I was thinking the exact same thing. I have my son on a 144 Capita Stairmaster...he is 5'1" and 112 lbs for reference. I don't think I would call it a soft board at his weight but just right for his advanced beginner riding...and will allow him to progress.

I think I have the same question...if you like your nanna why not get a new one? :dunno:


----------



## Nivek (Jan 24, 2008)

Soo glad to see the Rocker Light in there. That is by far your best bet.

Stair is camber. Why? You'll pretty much need rocker if you want to float on a downsized board.
Horrors have the rocker start just inside the inserts. It's awful. I hated it. Unstable all the time.
StairExtreme. camber, and even smaller than my jibstick this thing was too stiff to really have fun on.
Ultra is possibly a good choice, But $60 more than the Rocker Light and my experience has shown Signal bases to be faster and more durable than CAPiTA's.

If riders convince you, watch J.O.E.'s part in Shoot The Moon. here's a highlight http://snowboarding.transworld.net/1000166746/featuresobf/top-10-tricks-of-2011/7/


----------



## skitttles4life (Aug 27, 2010)

Nivek said:


> Soo glad to see the Rocker Light in there. That is by far your best bet.
> 
> Stair is camber. Why? You'll pretty much need rocker if you want to float on a downsized board.
> Horrors have the rocker start just inside the inserts. It's awful. I hated it. Unstable all the time.
> ...


I just saw the flex he got on the ultrafear and it looked like a soft board. Thanks I think im going to look to see if they have signal at my local shop.


----------



## SnowSource (Aug 21, 2011)

What part of CA?

Good Luck finding powder in Argentina btw. I cancelled my trip this last summer. Hope it changes for the better. 

I vote Lib Tech. But the T. Rice doesn't belong on your list.
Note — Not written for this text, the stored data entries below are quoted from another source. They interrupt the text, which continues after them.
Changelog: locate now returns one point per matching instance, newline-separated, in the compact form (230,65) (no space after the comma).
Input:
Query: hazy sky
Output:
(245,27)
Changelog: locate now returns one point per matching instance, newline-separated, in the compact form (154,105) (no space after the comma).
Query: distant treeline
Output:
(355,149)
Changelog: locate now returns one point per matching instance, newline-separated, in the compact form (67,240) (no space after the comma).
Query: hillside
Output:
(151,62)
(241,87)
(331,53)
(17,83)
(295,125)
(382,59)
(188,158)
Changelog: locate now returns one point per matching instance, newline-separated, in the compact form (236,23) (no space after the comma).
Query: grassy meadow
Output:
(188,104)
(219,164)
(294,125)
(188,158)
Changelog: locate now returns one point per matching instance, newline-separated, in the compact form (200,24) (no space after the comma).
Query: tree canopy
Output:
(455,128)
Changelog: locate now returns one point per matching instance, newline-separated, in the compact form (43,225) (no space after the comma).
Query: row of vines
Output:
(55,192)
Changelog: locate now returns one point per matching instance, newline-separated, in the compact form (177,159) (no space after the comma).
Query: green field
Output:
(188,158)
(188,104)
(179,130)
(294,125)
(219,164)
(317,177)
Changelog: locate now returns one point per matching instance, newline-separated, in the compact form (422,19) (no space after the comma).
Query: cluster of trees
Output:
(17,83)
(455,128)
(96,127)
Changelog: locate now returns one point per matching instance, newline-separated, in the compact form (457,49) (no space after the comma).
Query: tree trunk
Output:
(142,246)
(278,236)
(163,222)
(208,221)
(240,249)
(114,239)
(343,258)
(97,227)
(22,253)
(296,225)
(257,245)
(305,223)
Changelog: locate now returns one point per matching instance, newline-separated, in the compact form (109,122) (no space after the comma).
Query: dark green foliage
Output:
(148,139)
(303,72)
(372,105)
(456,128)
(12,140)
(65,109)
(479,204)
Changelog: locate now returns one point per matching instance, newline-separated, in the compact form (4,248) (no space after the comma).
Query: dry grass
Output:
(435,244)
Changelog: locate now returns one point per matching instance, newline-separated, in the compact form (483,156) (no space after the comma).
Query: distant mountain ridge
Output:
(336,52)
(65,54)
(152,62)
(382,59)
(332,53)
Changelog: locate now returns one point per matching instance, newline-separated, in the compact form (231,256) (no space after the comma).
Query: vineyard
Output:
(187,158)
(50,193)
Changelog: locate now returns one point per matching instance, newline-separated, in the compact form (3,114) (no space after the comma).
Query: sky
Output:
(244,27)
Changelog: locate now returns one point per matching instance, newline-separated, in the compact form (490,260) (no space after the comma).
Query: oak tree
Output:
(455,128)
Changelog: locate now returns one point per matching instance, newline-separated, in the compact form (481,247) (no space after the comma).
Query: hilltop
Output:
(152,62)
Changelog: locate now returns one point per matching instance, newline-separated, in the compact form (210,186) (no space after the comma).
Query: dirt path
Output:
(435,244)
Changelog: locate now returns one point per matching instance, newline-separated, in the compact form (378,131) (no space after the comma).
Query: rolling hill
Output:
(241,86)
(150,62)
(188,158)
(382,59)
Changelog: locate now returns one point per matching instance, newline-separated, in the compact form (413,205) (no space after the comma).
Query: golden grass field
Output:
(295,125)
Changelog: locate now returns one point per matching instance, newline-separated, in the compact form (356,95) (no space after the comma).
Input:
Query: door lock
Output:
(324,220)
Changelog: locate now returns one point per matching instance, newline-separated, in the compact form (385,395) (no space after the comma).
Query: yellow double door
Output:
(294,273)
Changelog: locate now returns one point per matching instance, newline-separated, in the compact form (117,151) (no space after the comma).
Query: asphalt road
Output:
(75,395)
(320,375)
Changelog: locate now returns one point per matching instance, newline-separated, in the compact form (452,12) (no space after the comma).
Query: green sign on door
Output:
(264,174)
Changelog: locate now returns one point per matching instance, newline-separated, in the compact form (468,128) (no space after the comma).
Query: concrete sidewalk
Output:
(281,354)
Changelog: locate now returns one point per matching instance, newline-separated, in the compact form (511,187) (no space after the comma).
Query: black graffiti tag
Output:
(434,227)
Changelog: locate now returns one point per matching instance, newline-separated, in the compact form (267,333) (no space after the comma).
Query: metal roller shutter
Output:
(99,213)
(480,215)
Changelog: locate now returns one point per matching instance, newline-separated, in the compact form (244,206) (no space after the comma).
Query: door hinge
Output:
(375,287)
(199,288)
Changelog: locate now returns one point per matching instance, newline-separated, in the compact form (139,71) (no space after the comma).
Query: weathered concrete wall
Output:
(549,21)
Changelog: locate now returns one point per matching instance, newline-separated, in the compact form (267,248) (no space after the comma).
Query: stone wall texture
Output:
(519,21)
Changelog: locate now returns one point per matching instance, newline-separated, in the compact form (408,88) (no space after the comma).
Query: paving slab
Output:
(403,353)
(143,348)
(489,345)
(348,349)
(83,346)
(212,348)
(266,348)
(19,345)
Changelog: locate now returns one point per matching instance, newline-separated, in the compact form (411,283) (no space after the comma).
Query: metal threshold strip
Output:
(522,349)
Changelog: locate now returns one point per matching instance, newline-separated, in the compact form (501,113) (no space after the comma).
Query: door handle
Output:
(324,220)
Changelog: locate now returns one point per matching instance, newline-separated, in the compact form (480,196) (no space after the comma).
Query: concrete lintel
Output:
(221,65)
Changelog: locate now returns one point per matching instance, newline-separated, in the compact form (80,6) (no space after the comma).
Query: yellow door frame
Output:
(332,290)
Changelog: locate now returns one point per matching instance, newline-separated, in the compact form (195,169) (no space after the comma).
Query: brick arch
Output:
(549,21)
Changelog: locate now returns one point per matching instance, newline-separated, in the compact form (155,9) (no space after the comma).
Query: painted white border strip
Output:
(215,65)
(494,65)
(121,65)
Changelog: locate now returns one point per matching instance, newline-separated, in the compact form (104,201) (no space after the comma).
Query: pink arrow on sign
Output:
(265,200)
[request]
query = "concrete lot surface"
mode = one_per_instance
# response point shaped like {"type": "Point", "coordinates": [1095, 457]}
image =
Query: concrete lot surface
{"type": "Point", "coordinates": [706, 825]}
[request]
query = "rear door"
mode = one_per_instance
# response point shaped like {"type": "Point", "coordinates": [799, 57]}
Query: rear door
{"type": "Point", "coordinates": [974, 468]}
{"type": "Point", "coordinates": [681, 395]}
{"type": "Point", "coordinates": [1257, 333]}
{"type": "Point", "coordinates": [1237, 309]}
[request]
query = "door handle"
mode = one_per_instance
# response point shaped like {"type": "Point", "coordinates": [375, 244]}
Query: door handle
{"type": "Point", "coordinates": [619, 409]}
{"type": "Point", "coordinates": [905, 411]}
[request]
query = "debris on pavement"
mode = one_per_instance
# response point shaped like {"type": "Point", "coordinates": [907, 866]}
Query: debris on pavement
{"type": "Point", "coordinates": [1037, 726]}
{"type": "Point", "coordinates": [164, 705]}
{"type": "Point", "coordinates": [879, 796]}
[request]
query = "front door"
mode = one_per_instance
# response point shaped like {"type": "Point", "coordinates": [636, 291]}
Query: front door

If you liked your skate banana maybe consider the Box Scratcher?


----------



## skitttles4life (Aug 27, 2010)

SnowSource said:


> What part of CA?
> 
> Good Luck finding powder in Argentina btw. I cancelled my trip this last summer. Hope it changes for the better.
> 
> I vote Lib Tech. But the T. Rice doesn't belong on your list. If you liked your skate banana maybe consider the Box Scratcher?


just south of san francisco, its between the skate banana and the signal light rocker, I'm thinking signal but im going to see if the shop has them.


----------